FILE - Egyptian photojournalist Mahmoud Abu Zied, known by his nickname Shawkan, center, appears before a judge for the first time after spending more than 600 days in prison in Cairo for covering deadly police crackdown on protests, May 14, 2015.

FILE - Egyptian photojournalist Mahmoud Abu Zied, known by his nickname Shawkan, center, appears before a judge for the first time after spending more than 600 days in prison in Cairo for covering deadly police crackdown on protests, May 14, 2015.

Egyptian security forces have arrested dozens of activists ahead of a general strike planned for Thursday, activists and security sources say, part of what the activists describe as an unrelenting crackdown on dissent.

The April 6 movement, which helped ignite the 2011 uprising that overthrew autocrat Hosni Mubarak, has asked Egyptians to stay home on June 11 in protest at poor economic conditions and what they say is the suppression of free speech in the country.

The pro-democracy group, since banned by an Egyptian court, told Reuters this week that dozens of people who had called for the strike have been detained in recent days.

A crackdown on the Muslim Brotherhood and supporters of former President Mohamed Morsi has been expanded to include liberal and secular activists. Morsi, Egypt's first freely elected civilian leader was overthrown by the army in July, 2013 after mass protests against his one-year-old rule.

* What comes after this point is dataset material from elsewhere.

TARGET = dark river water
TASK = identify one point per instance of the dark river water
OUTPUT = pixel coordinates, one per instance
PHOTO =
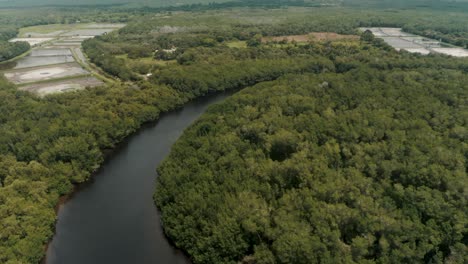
(113, 219)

Amr Aly, April 6's official spokesman, said seven members of his group had been arrested, three of whom initially went missing before resurfacing in police stations.

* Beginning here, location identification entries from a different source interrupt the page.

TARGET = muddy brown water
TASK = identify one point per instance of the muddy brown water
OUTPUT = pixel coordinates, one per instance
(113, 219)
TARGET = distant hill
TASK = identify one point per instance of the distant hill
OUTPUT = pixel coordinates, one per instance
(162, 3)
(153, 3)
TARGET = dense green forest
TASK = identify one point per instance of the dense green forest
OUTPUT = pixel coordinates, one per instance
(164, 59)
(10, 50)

"There are many others arrested who are also calling for a strike but are not members of April 6," Aly said.

Mohamed Nabil, a member of April 6's political office, said the measures showed the government was anxious about dissent.

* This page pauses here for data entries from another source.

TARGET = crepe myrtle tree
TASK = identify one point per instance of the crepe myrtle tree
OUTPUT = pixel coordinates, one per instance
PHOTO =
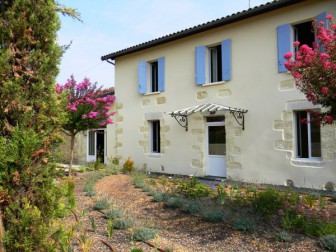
(314, 69)
(86, 106)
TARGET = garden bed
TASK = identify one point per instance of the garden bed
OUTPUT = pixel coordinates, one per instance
(177, 230)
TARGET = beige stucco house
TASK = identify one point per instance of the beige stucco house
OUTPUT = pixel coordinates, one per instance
(216, 100)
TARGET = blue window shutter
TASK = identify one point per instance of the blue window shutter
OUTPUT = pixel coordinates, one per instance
(284, 45)
(200, 64)
(226, 59)
(322, 17)
(142, 78)
(161, 74)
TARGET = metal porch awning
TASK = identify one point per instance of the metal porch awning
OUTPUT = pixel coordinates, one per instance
(181, 116)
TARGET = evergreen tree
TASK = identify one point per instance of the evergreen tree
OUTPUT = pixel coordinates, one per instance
(30, 120)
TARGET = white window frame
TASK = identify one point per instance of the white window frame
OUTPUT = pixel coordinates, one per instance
(308, 135)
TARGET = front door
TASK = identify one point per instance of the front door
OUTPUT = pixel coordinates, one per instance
(216, 147)
(96, 147)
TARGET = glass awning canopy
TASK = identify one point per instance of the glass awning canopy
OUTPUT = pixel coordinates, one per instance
(181, 116)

"We are not calling for a protest, just for people to stay home, and they still crack down on us. This shows how weak and scared this regime is," Nabil said.

A spokesman for the Interior Ministry was not immediately available for comment.

Egyptian authorities deny allegations of widespread human rights abuses in the most populous Arab state and describe the Brotherhood and other Islamist groups as terrorists.

Security and judicial sources confirmed to Reuters that seven April 6 members had been detained, and one was released on bail. They face charges of incitement to strike.

"They are inciting people to strike and the public prosecution ordered their arrests," said an official in the national security service.

Another security source told Reuters there had been 55 people arrested over the past 10 days in connection with the calls for a strike on June 11.

Despite criticisms of curbs on freedoms, many Egyptians support President Abdel Fattah el-Sissi, the former army chief who toppled President Morsi, for delivering a degree of stability after years of turmoil following the 2011 uprising.

Activist Mona Seif said security services had been detaining university students and other activists since April.

"There are lots of people who aren't calling for a strike that are missing. June 11 is part of what is going on but this is bigger than just that," she said.